Robert Carsen wählte für seine Inszenierung den gesellschaftskritischen Realismus der Urfassung, und interpretiert "Madama Butterfly" als packende "Tragödie eines kulturellen Selbstwertverlustes" (Ulrich Schreiber).
Der amerikanische Leutnant Pinkerton hat sich während seiner Stationierung in Nagasaki in die Geisha Cio-Cio-San, genannt Butterfly, verliebt und will sie heiraten. Konsul Sharpless warnt Pinkerton, dass die junge Japanerin den Bund mit ihm zu ernst nehmen könne. Doch ohne die Mahnung seines Landsmannes zu berücksichtigen heiratet der Offizier das Mädchen nach japanischem Brauch, um sie besitzen und später wieder verlassen zu können. Nach einer gemeinsamen Nacht kehrt er nach Amerika zurück. Dort wartet schon seine Verlobte Kate auf ihn, die er nun zur Frau nimmt.
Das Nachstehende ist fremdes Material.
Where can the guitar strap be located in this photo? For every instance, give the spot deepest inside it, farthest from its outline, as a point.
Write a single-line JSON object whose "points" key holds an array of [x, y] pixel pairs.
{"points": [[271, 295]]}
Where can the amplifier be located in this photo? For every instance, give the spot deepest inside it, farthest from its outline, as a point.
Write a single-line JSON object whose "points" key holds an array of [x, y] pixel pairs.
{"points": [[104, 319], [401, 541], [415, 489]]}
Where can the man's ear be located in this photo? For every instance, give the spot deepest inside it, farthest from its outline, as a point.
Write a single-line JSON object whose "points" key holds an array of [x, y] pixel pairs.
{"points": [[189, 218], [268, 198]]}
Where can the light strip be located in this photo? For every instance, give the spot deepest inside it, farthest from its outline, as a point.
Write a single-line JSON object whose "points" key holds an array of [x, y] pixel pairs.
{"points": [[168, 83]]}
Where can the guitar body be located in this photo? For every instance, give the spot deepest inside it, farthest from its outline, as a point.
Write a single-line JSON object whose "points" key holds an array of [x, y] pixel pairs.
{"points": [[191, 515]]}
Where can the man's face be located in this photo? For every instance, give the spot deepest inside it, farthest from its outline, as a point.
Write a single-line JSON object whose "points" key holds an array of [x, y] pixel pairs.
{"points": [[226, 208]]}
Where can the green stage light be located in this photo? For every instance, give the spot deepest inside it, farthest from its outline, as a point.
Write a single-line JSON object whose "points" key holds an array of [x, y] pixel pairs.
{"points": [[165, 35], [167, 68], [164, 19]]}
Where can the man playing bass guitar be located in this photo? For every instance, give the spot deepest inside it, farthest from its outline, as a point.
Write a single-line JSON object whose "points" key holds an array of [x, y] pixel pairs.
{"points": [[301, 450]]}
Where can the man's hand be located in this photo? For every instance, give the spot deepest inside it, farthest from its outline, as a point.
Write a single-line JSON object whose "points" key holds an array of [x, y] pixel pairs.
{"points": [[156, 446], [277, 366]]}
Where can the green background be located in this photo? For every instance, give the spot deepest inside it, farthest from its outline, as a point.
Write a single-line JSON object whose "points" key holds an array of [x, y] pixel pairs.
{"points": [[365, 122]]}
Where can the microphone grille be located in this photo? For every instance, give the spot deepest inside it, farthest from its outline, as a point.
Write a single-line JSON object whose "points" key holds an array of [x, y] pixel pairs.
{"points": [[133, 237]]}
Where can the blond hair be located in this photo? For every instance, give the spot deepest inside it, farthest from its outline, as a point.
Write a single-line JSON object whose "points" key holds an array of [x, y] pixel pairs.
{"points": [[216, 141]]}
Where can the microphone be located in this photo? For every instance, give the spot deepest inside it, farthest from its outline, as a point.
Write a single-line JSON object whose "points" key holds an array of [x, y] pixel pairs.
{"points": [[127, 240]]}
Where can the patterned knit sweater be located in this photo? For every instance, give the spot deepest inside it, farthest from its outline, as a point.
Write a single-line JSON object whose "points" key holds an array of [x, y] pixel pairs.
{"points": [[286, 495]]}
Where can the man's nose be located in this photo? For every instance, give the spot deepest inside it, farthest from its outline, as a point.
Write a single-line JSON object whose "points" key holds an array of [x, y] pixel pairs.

Drei Jahre hat Cio-Cio-San vergeblich auf ihren Mann gewartet. Inzwischen hat sie seinen Sohn zur Welt gebracht. Bevor Pinkerton schließlich mit Kate nach Nagasaki zurückkehrt, bittet er Sharpless in einem Brief, Butterfly von seiner neuen Ehe zu berichten. Später erscheint Pinkerton mit seiner Frau im Haus Cio-Cio-Sans , um seinen Sohn nach Amerika mitzunehmen. Er hat jedoch nicht den Mut, Butterfly gegenüberzutreten, sondern überlässt seiner Frau, um die Herausgabe des Kindes zu bitten. Cio-Cio-San begreift, dass sie entehrt und benutzt wurde und begeht Harakiri.